Some Don't Produce Smelly Pee

And there's more: There’s an even smaller percentage of people who actually don't have smelly asparagus pee—and it's unrelated to whether they can smell it in others. We know these people aren’t just asparagus anosmiacs thanks to the wonders of urine-sniffing for science. There are only a handful of small studies, but scientists have indeed fed people asparagus, asked them to pee in cups, and had other people smell it. The results revealed that about eight percent of people just don’t make stinky pee after they eat asparagus, likely because they can’t process asparagusic acid or don’t break down enough of it to create the smell. That is likely also related to genes, but it hasn’t been pinned down like the odor-detection gene. (And it’s a completely separate process; smellers might not produce the odor, non-smellers might produce it, and vice-versa.)

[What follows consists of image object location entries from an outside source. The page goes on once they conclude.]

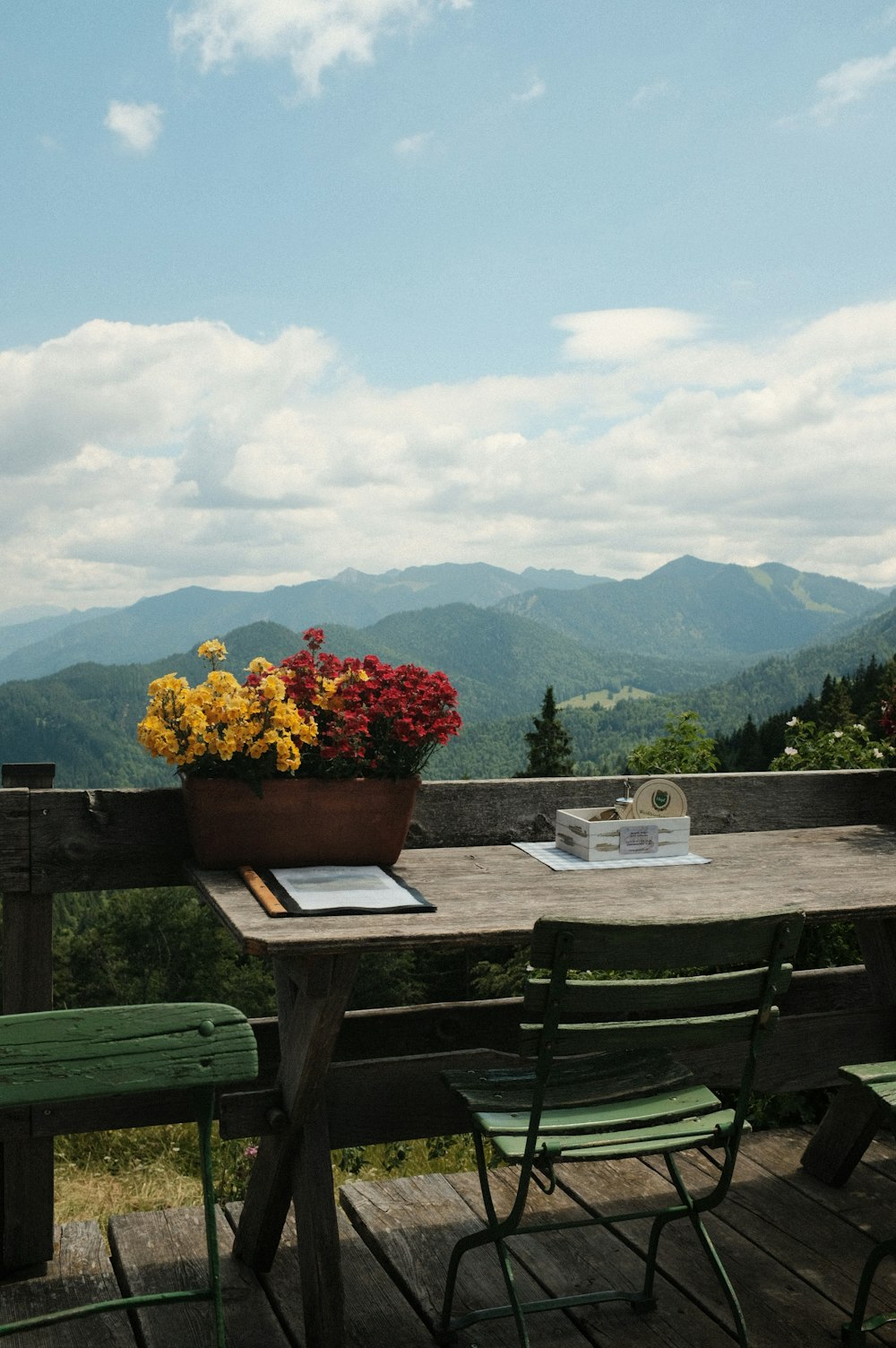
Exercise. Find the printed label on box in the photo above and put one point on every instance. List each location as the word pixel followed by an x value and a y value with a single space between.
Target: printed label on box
pixel 639 839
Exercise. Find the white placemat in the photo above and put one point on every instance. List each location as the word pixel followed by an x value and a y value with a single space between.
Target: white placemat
pixel 559 860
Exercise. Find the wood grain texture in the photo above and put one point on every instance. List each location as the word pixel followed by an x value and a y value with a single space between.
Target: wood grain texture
pixel 165 1251
pixel 411 1225
pixel 375 1310
pixel 78 1273
pixel 82 1053
pixel 574 1262
pixel 122 839
pixel 781 1310
pixel 495 894
pixel 15 847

For Lehman, 23andMe’s reports on genes like the one for asparagus pee (as opposed to its reports on less-frivolous genes, like those that raise your risk for cancer or other diseases) "just exposes how genetics can affect everyday life. Your genes are part of what makes you, you." A few of the other more unusual genetic associations 23andMe has found include the photic sneeze reflex ("some people sneeze when they look at bright light—it’s a similar thing to asparagus pee where you either know it, or it doesn’t make any sense," Lehman says), as well as individual genes associated with misophonia (a strong emotional reaction to the sound of people chewing), your sweet-or-salty preference, and even your favorite ice cream flavor. "There’s a plethora of ways your genetics impact what you like to eat," Lehman explains.

And that’s more than you ever needed to know about asparagus and urine. As you’ve probably guessed, I am both an odor-maker and an odor-smeller, and every time I eat asparagus it’s like a reminder that at a base level, we’re part of the natural world: just sacks of goo that take in chemicals and push out other chemicals, some of which smell like natural gas and garlicky cabbage farts.